I have two k8s cluster, one using docker and another using containerd directly, both with selinux enabled. but I found selinux not actually working on the containerd one, although this two cluster have the same version of containerd and runc.
did i miss some setting with containerd?
docker: file label is container_file_t, and process runs as container_t, selinux works fine
K8s version: 1.17
Docker version: 19.03.6
Containerd version: 1.2.10
selinux enable by adding ["selinux-enabled": true] to /etc/docker/daemon.json
// create pod using tomcat official image then check the process and file label
# kubectl exec tomcat -it -- ps -eZ
LABEL PID TTY TIME CMD
system_u:system_r:container_t:s0:c655,c743 1 ? 00:00:00 java
# ls -Z /usr/local/openjdk-8/bin/java
system_u:object_r:container_file_t:s0:c655,c743 /usr/local/openjdk-8/bin/java
containerd: file label is container_var_lib_t, and process runs as spc_t, selinux makes no sense
K8s version: 1.15
Containerd version: 1.2.10
selinux enable by setting [enable_selinux = true] in /etc/containerd/config.toml
// create pod using tomcat official image then check the process and file label
# kubectl exec tomcat -it -- ps -eZ
LABEL PID TTY TIME CMD
system_u:system_r:spc_t:s0 1 ? 00:00:00 java
# ls -Z /usr/local/openjdk-8/bin/java
system_u:object_r:container_var_lib_t:s0 /usr/local/openjdk-8/bin/java
// seems run as spc_t is correct
# sesearch -T -t container_var_lib_t | grep spc_t
type_transition container_runtime_t container_var_lib_t : process spc_t;
From this issue we can read:
Containerd includes minimal support for SELinux.

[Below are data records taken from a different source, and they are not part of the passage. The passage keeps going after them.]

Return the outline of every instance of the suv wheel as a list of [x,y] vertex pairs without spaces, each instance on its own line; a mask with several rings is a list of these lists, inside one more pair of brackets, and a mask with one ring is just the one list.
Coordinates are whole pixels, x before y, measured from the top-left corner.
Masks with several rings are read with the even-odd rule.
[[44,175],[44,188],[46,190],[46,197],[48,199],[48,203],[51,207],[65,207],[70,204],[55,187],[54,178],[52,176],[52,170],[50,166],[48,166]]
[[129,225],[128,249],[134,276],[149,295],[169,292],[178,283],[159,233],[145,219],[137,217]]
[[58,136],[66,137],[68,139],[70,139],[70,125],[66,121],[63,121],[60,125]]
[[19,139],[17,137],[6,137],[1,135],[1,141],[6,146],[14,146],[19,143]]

More accurately, it contains support to run ON systems using SELinux, but it does not make use of SELinux to improve container security.
All containers run with the
system_u:system_r:container_runtime_t:s0
label, but no further segmentation is made
There is no full support for what you are doing using Containerd. Your approach is correct but the problem is lack of support to this functionality.